In October 2014, the AMISOM base in Hiran was attacked.

In May 2015, at a meeting in Beledweyne, a proposal was made to divide Hiran into two regions.

In December 2015, the Somali government replaced Governor Hiran for his involvement in the murders in Beledweyne. In the same month, the Somali President visits Beledweyne.

In January 2016, three people were killed in a clan war in Hiran.

In August 2016, Somalia's interior minister rejected a local request to divide Hiran into two regions.

In October 2016, Somali government and Ethiopian troops withdrew from the Halgan District of Hiran and were replaced by al-Shabaab.

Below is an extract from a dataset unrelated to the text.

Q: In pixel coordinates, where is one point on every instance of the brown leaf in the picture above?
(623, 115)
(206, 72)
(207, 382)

The withdrawal of Ethiopian troops is reportedly related to a state of emergency declaration issued in response to anti-government protests in Ethiopia.

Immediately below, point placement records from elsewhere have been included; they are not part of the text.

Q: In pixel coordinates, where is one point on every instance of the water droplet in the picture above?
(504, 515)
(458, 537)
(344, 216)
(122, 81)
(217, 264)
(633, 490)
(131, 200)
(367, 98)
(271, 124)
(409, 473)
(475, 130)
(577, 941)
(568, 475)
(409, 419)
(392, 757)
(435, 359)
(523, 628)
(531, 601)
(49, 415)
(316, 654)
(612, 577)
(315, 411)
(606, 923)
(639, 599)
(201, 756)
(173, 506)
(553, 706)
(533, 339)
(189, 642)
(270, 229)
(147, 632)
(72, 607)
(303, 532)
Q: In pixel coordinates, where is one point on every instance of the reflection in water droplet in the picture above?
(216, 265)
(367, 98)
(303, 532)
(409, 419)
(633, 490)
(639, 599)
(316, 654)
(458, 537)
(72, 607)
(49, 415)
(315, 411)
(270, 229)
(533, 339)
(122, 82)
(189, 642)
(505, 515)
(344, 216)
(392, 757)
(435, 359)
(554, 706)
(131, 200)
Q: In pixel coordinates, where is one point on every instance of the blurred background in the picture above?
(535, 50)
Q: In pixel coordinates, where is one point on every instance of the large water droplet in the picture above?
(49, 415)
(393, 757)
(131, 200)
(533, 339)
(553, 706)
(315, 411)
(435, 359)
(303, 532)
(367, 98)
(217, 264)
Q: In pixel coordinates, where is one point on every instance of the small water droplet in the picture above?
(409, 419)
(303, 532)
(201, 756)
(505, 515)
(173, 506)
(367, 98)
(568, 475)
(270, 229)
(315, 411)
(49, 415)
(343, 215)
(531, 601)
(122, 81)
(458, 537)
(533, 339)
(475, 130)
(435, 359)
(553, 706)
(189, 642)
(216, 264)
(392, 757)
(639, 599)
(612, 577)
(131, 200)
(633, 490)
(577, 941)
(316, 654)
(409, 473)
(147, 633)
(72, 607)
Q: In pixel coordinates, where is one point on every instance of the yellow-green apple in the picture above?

In December 2016, Governor Hiran destroyed more than 50 charcoal burning facilities in Mataban District to prevent illegal logging and arrested more than 20 people.

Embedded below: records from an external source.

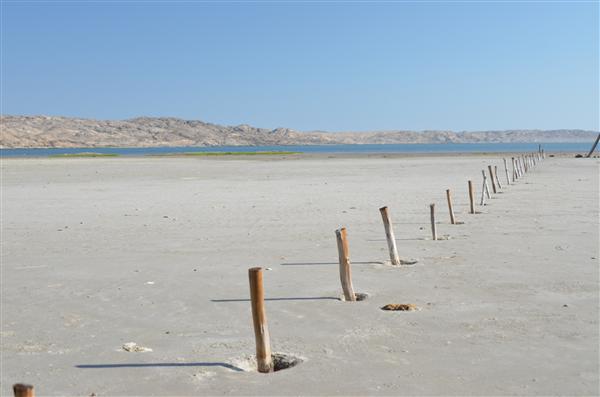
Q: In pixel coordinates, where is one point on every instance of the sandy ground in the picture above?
(100, 252)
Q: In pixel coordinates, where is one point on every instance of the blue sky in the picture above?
(307, 65)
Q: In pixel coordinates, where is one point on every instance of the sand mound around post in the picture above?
(281, 361)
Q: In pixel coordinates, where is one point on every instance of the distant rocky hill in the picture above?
(46, 131)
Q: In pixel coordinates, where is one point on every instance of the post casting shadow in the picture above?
(310, 298)
(144, 365)
(328, 263)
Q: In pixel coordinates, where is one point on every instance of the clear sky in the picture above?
(307, 65)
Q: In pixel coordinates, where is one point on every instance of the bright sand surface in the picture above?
(100, 252)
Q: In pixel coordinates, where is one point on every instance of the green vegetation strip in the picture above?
(84, 155)
(227, 154)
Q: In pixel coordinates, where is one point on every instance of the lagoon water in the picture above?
(582, 147)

In November 2017, the Hiran government declared a halt to the use of Somali shillings because villages controlled by al-Shabaab refused to accept high denomination 1,000 Somali shilling bills and because of the influx of counterfeit bills from Puntland, which caused massive inflation. United States dollars were to be used for transactions.

In October 2019, Beledweyne was severely damaged by the flooding of the Jubba and Shebelle Rivers. In November 2019, the African Union Commission assisted flooded Beledweyne with $87,000 worth of relief supplies.

In March 2020, President Mohamed Abdi Ware of Hirshabelle State dismisses Hiran Governor Ali Mohamed Arale and reappoints his predecessor Ali Jeyte Osman, but Arale refuses.

In June 2022, a clan attacked the al-Shabaab base in Booco.